Perdana Menteri Lee Hsien Loong menuntut Leong Sze Hian karena menyebarkan berita bohong tentang dirinya atas artikel terkait skandal pencucian uang di dana 1MDB Malaysia.
Hakim Pengadilan Tinggi, Aedit Abdullah memerintahkan hukuman kepada Leong sebesar 133.000 dolar Singapura (sekitar 1,5 M rupiah). Sebelumnya, Perdana Menteri mengajukan tuntutan sebesar 150.000 dolar Singapura. "Saya tentu saja kecewa," ujar Leong setelah persidangan.
"Tapi saya senang bahwa ... cobaan berat saya telah sampai pada titik ini, saya berharap ini adalah terakhir kalinya ada politisi mana menuntut warga biasa karena pencemaran nama baik."
Dia juga mengimbau masyarakat untuk bantu menyumbang menutupi nominal hukaman yang harus ia bayarkan. Pengacara Leong, Lim Tean, menggambarkan putusan itu sebagai "keputusan yang keliru dan sangat cacat".
Perdana menteri mengambil sikap membawa masalah ini ke persidangan pada Oktober lalu, menurutnya Leong telah membuat tuduhan jahat dan tidak berdasar, yang telah merusak integritas dan kejujuran pemerintah.
Artikel yang dibagikan Leong, awalnya diterbitkan di portal berita Malaysia, menuduh bahwa Lee menjadi sasaran penyelidikan di negara tetangga Malaysia atas dana 1MDB.
Miliaran dolar dijarah dalam skandal yang melibatkan mantan pemimpin Malaysia Najib Razak beserta lingkaran kekuasaanya.
Pengacara Leong, Lim Tean, berpendapat gugatan pencemaran nama baik itu tidak perlu karena pihak berwenang telah membantah tuduhan tersebut.
Ia menambahkan bahwa perdana menteri telah memilih terdakwa ketika ada banyak orang lain yang telah membagikan artikel pencemaran nama baik tersebut.
Kelompok hak asasi sering menuduh pihak berwenang Singapura menggunakan undang-undang yang keras untuk membungkam kritik.

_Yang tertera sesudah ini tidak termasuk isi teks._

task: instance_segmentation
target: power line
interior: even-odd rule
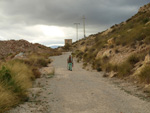
[[[76,37],[77,37],[77,41],[78,41],[78,25],[80,25],[80,23],[74,23],[76,25]]]
[[[85,38],[86,37],[86,35],[85,35],[85,16],[83,15],[83,37]]]

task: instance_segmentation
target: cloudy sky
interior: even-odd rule
[[[76,41],[130,18],[150,0],[0,0],[0,40],[25,39],[46,46]]]

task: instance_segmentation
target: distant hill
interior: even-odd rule
[[[26,40],[0,41],[0,59],[7,56],[23,53],[52,53],[55,50],[38,43],[30,43]]]
[[[61,47],[60,45],[54,45],[54,46],[50,46],[51,48],[55,49],[55,48],[58,48],[58,47]]]

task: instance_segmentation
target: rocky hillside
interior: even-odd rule
[[[18,53],[51,53],[54,54],[55,50],[45,47],[41,44],[32,44],[25,40],[9,40],[0,41],[0,59],[8,56],[14,56]]]
[[[127,21],[75,42],[72,49],[84,68],[150,83],[150,3]]]

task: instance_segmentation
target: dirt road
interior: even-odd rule
[[[150,103],[127,94],[102,73],[83,70],[76,62],[68,71],[68,55],[53,57],[55,76],[38,79],[34,101],[10,113],[150,113]]]

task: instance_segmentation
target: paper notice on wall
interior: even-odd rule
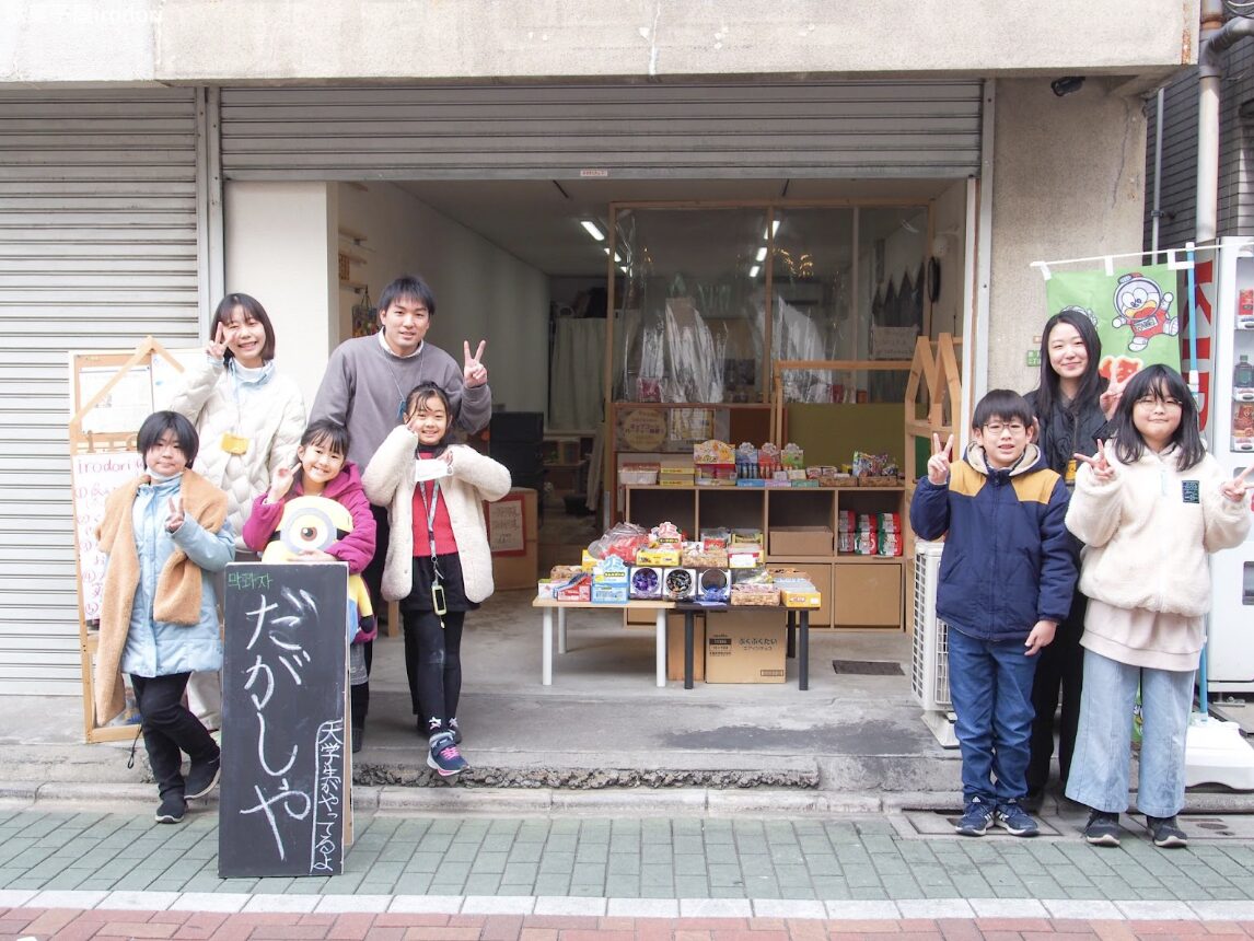
[[[95,538],[95,528],[104,516],[104,501],[118,487],[143,473],[139,454],[74,454],[70,474],[74,487],[74,537],[79,552],[79,592],[83,598],[83,620],[100,617],[100,595],[104,591],[104,553]]]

Pada 2019, otoritas Singapura memberlakukan undang-undang yang melarang misinformasi online, yang memungkinkan para pejabat untuk memerintahkan pemblokiran postingan media sosial yang mereka anggap salah. Undang-undang tersebut terus menuai kritik karena dianggap akan merampas kebebasan berbicara.